The Robeco Afrika equity strategy recently celebrated its tenth anniversary. A good moment to look back on how African economies and their financial markets have evolved, and think about what the next ten years may bring.
The timing of Robeco Afrika’s launch was horrible, as it came after a spectacular five-year rally in Egypt (+1275% cumulative return in euros), Kenya (+340%), Nigeria (+335%) and South Africa (+160%). A lot of optimism was already priced in. Valuation multiples outside South Africa were relatively high initially and came down over time. The rerating of developed markets in conjunction with a derating of African markets was a major cause of the latter’s weaker performance.
When the strategy was launched, most people expected more African countries to open up their capital markets and many more initial public offerings. These have not materialized, although there have been quite some follow-on offerings where listed companies have raised additional money. Most of these happened in South Africa as other big economies like Algeria, Angola and Ethiopia still don’t have a well-functioning stock market.
In the last ten years, various African countries have gone through difficulties related to politics, falling commodity prices, currency problems and economic mismanagement. However, the biggest threats have either been tackled effectively or warded off by favorable global developments. As a result, the economic outlook for Africa looks much better than it has done for a long time. The most important African countries appear to be in relatively good shape and less risky than in the past.
The financial health of the government and the credibility of many institutions were severely damaged after nine years of corruption under president Zuma. Fortunately, current president Cyril Ramaphosa has started to clean up the government, the public sector and state-owned enterprises. Business confidence is now recovering, also as a result of increased investment that should boost economic growth.
During most of 2015 and 2016, Egypt’s economy suffered from its central bank’s refusal to allow its currency to depreciate. Foreign investors shared the pain, as they could not get money out of the country. In November 2016, the currency was finally devalued. This removed growth obstacles and made it easier for companies to export goods. Tourism recovered due to an improvement in the security situation.
Other positive drivers are big infrastructure projects made possible by funding from development institutions, European countries and Gulf allies. Lastly, spectacular gas discoveries in recent years will significantly cut the import bill. Although the political situation is far from ideal, in the short term, businesses and the economy are likely to do well in this more stable environment.

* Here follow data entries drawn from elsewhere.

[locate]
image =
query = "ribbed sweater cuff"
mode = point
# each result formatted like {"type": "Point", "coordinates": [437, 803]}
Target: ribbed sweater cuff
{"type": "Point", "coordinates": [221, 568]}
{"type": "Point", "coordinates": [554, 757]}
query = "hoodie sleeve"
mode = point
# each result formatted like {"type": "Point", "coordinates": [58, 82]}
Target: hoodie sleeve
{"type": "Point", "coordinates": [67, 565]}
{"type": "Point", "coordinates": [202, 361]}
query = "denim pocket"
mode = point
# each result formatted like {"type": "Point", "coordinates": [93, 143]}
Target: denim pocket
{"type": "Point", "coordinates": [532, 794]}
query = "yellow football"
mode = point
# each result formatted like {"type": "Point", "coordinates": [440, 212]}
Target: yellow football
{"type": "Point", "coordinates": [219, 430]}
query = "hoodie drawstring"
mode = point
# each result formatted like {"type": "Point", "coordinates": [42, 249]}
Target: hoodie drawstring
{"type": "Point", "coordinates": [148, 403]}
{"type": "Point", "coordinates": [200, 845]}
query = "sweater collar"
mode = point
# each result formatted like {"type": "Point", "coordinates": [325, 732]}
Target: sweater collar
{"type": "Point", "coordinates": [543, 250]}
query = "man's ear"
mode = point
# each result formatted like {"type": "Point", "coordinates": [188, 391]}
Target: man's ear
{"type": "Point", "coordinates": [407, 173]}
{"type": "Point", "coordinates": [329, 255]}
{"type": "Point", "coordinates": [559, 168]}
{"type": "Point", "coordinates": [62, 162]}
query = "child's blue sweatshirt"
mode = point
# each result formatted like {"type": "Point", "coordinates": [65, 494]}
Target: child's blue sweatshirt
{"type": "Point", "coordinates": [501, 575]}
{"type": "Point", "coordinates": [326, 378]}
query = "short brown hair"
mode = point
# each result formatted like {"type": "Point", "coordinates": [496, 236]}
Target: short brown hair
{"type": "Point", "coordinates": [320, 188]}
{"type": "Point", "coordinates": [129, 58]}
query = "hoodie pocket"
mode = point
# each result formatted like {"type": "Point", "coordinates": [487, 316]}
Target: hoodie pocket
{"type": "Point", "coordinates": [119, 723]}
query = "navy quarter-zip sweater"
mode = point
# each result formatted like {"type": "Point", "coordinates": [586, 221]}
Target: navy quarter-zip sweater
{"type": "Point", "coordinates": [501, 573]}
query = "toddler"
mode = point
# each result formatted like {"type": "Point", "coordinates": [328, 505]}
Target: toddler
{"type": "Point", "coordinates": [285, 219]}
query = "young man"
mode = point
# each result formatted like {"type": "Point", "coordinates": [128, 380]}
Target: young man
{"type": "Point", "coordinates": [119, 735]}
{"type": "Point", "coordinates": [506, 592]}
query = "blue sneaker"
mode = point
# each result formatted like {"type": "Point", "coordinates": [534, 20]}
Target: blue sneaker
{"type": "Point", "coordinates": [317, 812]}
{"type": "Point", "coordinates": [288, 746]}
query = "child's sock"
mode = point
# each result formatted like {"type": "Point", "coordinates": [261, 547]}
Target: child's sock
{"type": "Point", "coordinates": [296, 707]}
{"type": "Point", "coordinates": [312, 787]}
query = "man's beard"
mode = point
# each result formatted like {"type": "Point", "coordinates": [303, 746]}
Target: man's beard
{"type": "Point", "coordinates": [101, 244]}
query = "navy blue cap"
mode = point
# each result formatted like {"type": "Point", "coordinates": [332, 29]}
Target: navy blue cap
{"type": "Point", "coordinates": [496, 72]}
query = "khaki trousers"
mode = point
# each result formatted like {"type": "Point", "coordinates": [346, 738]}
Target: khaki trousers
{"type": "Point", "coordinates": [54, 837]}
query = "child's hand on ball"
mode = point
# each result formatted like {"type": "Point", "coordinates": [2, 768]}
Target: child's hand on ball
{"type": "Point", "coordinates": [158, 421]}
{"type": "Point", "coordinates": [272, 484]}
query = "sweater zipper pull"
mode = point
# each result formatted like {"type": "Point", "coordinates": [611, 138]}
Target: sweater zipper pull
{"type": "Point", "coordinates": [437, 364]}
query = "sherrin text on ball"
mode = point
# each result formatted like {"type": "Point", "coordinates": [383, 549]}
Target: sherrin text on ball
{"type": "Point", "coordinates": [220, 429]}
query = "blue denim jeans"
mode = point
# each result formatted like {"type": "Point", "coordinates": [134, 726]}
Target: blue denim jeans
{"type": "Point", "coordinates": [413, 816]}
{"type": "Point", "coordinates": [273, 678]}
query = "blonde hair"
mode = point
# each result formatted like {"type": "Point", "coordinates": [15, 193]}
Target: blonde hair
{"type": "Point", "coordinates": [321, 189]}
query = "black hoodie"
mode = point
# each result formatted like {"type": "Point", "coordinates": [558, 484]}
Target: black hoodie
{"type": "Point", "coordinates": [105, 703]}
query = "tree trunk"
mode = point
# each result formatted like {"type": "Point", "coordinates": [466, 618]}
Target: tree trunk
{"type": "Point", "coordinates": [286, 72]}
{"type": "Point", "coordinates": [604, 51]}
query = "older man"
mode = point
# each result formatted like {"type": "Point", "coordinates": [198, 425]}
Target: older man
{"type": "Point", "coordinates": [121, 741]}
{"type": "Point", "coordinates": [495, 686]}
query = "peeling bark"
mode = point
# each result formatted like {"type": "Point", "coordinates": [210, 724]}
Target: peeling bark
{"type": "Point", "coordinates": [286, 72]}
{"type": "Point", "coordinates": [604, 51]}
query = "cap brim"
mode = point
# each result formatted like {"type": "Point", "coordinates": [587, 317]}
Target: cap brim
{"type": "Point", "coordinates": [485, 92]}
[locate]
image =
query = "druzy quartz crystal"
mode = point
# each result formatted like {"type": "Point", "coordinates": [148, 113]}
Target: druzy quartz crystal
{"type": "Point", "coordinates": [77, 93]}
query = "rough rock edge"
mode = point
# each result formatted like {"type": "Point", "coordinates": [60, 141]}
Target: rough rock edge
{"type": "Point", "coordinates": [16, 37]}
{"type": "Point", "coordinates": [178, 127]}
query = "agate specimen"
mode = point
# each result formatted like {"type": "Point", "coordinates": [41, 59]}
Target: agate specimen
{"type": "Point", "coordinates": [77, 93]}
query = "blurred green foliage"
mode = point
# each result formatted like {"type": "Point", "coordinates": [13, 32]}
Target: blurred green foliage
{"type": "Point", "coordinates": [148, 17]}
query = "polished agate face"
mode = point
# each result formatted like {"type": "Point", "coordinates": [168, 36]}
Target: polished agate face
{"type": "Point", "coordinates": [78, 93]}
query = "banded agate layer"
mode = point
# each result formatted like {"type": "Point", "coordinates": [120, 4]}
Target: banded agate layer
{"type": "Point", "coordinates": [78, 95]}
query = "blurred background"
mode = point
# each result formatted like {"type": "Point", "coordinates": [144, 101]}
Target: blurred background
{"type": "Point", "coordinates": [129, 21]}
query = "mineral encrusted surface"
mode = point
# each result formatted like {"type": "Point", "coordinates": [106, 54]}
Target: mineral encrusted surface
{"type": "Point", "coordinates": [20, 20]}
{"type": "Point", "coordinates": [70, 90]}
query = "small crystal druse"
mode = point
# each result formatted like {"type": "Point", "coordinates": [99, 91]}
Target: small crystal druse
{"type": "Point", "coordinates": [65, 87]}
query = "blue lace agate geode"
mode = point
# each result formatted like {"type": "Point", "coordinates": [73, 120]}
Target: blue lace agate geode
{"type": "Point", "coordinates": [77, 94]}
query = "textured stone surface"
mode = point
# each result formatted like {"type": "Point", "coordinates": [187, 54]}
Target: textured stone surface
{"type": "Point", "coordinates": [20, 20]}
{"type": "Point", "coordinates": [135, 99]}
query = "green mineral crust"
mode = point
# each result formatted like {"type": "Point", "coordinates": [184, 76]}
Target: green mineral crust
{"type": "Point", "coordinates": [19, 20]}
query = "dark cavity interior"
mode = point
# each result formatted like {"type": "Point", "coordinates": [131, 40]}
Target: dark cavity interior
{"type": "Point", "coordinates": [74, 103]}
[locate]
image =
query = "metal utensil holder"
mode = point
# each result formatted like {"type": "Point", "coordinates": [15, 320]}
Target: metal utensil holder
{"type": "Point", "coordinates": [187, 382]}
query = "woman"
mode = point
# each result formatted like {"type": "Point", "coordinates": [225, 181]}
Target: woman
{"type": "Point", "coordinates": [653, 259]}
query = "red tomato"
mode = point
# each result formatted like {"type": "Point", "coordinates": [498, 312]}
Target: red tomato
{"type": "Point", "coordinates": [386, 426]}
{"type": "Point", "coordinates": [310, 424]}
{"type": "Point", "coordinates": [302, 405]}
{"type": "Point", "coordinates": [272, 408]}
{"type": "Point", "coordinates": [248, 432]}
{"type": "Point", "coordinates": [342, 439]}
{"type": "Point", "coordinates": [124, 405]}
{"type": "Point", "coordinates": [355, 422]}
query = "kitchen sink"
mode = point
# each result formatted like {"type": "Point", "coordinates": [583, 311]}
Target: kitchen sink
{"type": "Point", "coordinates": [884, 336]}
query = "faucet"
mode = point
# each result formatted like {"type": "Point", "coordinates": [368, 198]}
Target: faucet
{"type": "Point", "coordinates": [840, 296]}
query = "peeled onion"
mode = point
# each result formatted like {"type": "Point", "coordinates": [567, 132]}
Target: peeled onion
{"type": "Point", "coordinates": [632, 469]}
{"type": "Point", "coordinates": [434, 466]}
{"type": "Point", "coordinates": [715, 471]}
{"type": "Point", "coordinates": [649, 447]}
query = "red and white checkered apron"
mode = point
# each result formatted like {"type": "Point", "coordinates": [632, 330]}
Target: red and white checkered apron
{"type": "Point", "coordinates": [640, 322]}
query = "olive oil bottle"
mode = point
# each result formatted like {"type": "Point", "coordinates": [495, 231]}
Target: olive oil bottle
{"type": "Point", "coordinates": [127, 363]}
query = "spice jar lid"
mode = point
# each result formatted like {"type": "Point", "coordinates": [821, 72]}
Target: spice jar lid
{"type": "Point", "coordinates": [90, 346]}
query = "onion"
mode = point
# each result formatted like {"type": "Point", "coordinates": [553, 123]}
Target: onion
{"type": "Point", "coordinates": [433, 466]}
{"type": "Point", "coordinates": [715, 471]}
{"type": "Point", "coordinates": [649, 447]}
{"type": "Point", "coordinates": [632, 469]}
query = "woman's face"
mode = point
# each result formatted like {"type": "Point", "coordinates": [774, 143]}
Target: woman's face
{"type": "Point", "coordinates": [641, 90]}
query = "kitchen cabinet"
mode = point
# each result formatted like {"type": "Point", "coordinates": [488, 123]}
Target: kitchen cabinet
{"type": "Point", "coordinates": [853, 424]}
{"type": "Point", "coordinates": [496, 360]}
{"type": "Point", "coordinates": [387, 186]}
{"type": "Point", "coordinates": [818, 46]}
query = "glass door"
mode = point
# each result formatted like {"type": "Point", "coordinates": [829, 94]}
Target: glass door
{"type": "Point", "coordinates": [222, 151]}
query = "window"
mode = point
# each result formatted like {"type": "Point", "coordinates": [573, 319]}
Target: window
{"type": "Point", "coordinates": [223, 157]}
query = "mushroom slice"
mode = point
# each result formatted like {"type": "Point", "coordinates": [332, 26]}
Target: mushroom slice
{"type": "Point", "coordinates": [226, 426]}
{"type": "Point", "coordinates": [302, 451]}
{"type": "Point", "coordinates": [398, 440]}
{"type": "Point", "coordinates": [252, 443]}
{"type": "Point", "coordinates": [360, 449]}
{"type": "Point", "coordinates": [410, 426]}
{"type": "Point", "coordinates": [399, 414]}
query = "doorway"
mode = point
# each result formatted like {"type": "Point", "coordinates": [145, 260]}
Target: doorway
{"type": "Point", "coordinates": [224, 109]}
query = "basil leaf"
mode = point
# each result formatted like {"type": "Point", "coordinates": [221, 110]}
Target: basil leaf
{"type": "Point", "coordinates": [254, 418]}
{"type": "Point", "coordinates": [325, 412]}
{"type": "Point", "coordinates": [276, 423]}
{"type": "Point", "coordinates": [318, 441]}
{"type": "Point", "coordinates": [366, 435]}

From early 2015 to August 2017, Nigeria was unattractive for new investors, not only because of significantly lower oil prices and the decline in oil production due to unrest in 2016, but also because of the country’s refusal to devalue the naira and make it convertible into US dollars for investors and corporates. However, in 2017, oil production recovered as the situation stabilized and the oil price rose. This improved the government’s financial health and reduced the need for significant devaluation. So when the naira was devalued by 15%, in Nigeria it was widely seen to be trading at fair value. This enabled investors to enter the Nigerian market, while local businesses could access US dollars more easily and function properly again.
The economy came out of recession in 2017. We expect economic growth to pick up further this year to around 2.5%.
Since the bloody riots after the 2007 elections, Kenya has experienced a period of relative political stability and solid economic growth. However, the risks of wide-scale violence and prolonged uncertainty increased when the opposition refused to accept the victory of incumbent president Kenyatta in November 2017. Fortunately, in March opposition leader Odinga announced he would work with Kenyatta to foster national unity. The truce was incentivized by project funding promises from the US and the European Union. This will reduce uncertainty and lead to a resumption of major government projects and private sector investments.
While many frontier and Africa funds focus only on the few relatively big and liquid African markets, Robeco Afrika has already invested in markets like Botswana, Ghana, Senegal and Zambia. We see these markets developing further and hope they will come onto the radar screens of more investors. We also hope that in the next ten years more African countries will open their capital markets and we can be an early entrant there too. There are signs that Ethiopia is becoming more willing to attract foreign equity capital. Government officials in Angola and Algeria have indicated they are planning to develop their stock markets. Still, if there’s one thing experience has taught us, it’s that we will have to be patient.